How long does type comparison take? it does this, on clang/g++:
类型比较需要多长时间?它在 clang/g++ 上这样做:
compare_eq( type_info const &a, type_info const & b ){
if( &a == &b) return true; // same object
return strcmp( a.name(), b.name())==0;
}
The strcmp is needed since it's possible to have two different type_info
objects representing the same type (although I'm pretty sure this only happens when one is in a shared library, and the other is not in that library). But, in most cases, when types are actually equal, they reference the same type_info; thus most successfultype comparisons are very fast.
strcmp 是必需的,因为可能有两个不同的type_info
对象表示相同的类型(尽管我很确定这只发生在一个在共享库中而另一个不在该库中时)。但是,在大多数情况下,当类型实际上相等时,它们引用相同的 type_info;因此,大多数成功的类型比较都非常快。
The name()
method just returns a pointer to a fixed string containing the mangled name of the class.

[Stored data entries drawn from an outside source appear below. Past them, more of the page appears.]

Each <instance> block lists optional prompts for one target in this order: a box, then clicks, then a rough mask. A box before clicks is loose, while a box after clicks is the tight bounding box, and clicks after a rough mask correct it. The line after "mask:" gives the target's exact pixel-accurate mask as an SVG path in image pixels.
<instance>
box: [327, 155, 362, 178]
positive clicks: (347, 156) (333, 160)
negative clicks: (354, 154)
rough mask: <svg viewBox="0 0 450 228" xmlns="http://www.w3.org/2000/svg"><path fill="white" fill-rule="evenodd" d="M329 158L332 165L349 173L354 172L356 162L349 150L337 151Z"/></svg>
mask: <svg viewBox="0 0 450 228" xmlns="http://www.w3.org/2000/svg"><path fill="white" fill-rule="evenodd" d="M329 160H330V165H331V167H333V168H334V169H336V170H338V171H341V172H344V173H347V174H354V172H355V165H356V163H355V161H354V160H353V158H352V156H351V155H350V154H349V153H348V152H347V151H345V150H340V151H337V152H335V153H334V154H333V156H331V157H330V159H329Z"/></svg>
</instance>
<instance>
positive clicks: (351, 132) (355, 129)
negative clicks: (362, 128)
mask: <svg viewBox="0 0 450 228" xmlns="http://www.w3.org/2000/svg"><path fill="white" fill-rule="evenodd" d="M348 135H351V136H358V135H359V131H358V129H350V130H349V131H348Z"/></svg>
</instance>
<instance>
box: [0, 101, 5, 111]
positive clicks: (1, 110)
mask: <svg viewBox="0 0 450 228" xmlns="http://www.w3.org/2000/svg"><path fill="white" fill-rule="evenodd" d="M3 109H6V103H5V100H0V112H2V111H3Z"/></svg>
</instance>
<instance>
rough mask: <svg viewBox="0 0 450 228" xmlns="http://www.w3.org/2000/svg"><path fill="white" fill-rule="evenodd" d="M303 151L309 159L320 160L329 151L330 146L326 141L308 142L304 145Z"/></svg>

So there's another factor: if many of the classes on the way from D
to B
have names starting with MyAppNameSpace::AbstractSyntaxNode<
, then the failing compares are going to take longer than usual; the strcmp won't fail until it reaches a difference in the mangled type names.
该name()
方法只返回一个指向包含类的重整名称的固定字符串的指针。所以还有另一个因素:如果从D
到 的许多类的B
名称都以 开头MyAppNameSpace::AbstractSyntaxNode<
,那么失败的比较将花费比平常更长的时间;strcmp 不会失败,直到它达到损坏的类型名称的差异。
And, of course, since the operation as a whole is traversing a bunch of linked data structures representing the type hierarchy, the time will depend on whether those things are fresh in the cache or not. So the same cast done repeatedly is likely to show an average time which doesn't necessarily represent the typical performance for that cast.
而且,当然,由于整个操作正在遍历表示类型层次结构的一组链接数据结构,因此时间将取决于这些内容是否在缓存中是新鲜的。因此,重复进行的同一个演员很可能会显示平均时间,这不一定代表该演员的典型表现。